Therapeutic treatment options for managing osteoporosis include both pharmacological-based therapy and non-pharmacological-based approaches. Current FDA-approved pharmacological interventions are classified as either pro-anabolic agents or anti-resorptives such as bisphosphonates, calcitonin, denosumab (RANKL inhibitor), and raloxifene (selective estrogen receptor modulator; SERMs) [3]. However, the clinical efficacy of these agents has not been very satisfactory varying in patients and with concerns for long-term safety [4]. For example, bisphosphonates which are commonly used as first-line treatment options can lead to low-trauma atypical fractures, osteonecrosis of the jaw, and atrial fibrillation [5]. Therefore, new therapeutic agents with improved risk-benefit profiles for the prophylactic or therapeutic treatment of osteoporosis and other osteolytic bone disease are pressingly needed.

Therefore, osteoclasts are the prime targets for the identification and/or development of novel anti-osteoporotic agents.
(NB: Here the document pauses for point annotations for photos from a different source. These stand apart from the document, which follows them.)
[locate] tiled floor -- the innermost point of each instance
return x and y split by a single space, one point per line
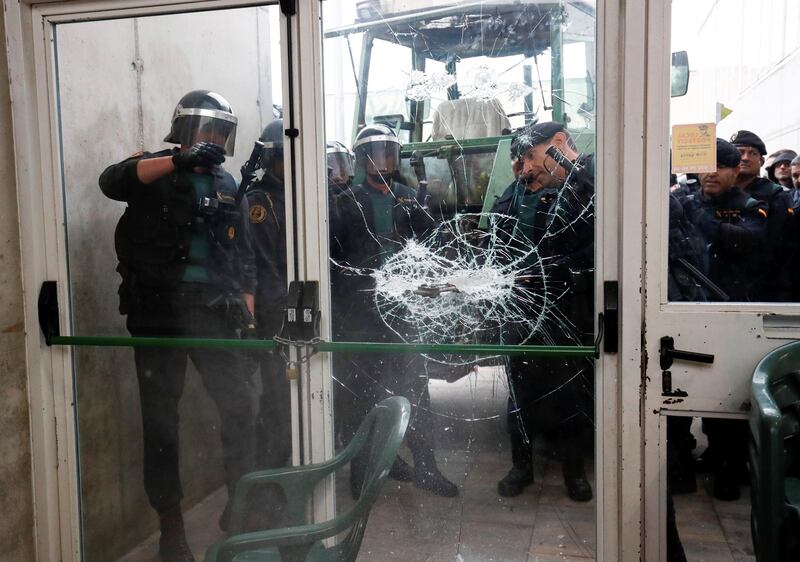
540 525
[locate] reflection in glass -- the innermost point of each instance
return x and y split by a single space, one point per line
172 246
468 219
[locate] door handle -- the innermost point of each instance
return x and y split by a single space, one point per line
668 353
610 326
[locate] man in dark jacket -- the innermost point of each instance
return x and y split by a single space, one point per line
779 167
733 225
187 271
369 223
266 200
774 282
550 208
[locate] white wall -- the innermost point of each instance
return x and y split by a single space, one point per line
746 55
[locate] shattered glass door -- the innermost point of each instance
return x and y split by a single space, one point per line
461 181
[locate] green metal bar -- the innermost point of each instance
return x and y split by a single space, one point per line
466 146
351 347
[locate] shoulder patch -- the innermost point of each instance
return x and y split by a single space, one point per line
258 214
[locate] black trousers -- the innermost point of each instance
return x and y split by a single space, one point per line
549 396
274 422
161 373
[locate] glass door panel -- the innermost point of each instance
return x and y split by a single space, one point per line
450 224
167 241
727 243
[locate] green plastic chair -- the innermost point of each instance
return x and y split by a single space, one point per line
775 436
380 436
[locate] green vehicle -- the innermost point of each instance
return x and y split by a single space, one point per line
506 64
415 62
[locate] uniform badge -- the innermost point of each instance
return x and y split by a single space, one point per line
257 214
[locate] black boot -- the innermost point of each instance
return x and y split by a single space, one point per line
517 479
401 471
726 481
172 545
578 487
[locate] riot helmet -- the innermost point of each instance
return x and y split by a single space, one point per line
203 116
272 138
377 152
340 164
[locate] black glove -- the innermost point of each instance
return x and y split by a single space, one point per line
199 155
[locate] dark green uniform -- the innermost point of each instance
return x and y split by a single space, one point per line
185 260
268 225
734 229
367 226
553 396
Osteoclasts are multinucleated giant cells derived from bone marrow hematopoietic precursors in response to macrophage colony-stimulating factor (M-CSF) and receptor activator of nuclear factor-κB (NF-κB) ligand (RANKL) [6]. M-CSF is essential in priming monocytic precursors towards the osteoclast lineage by inducing the expression of RANK on the cell surface [7]. The binding of RANKL, expressed on osteoblast cell surface or in its secreted form, to its receptor RANK initiates a series of signaling events that stimulate precursor cell fusion, bone resorption and actin cytoskeleton reorganization [8]. Among the many signaling pathways activated, the NF-κB and MAPK/AP-1 pathways and secondary messengers such as ROS are crucial [9]. NFATc1 is the most crucial transcription factor that regulates the expression of numerous osteoclast-specific genes [10].
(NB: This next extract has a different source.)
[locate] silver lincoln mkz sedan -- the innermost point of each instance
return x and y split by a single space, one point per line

There are increasing interests in alternative medicine and natural products with a growing number of reports in the literature for naturally-occurring chemical compounds derived from traditional Chinese medicinal plants that possess protective effects against osteoporosis and other bone loss conditions [11]. Hederagenin (Hed) is a pentacyclic triterpenoid saponin isolated from Hedera helix (common ivy) plant. Hed possesses an impressive list of biological effects including anti-tumor, anti-inflammatory, anti-oxidant, anti-diabetic, and anti-lipid peroxidation [12]. Mechanistically, Hed has been documented to inhibit NF-κB and MAPK activation and therefore may offer beneficial effects against excessive RANKL-induced osteoclastogenesis. Therefore in this study, we investigated the in vitro effects of Hed on BMM-derived osteoclast formation and function, and key RANKL-induced signaling cascades. We further explored the potential therapeutic benefits of Hed in an a murine model of ovariectomy (OVX)-induced bone loss.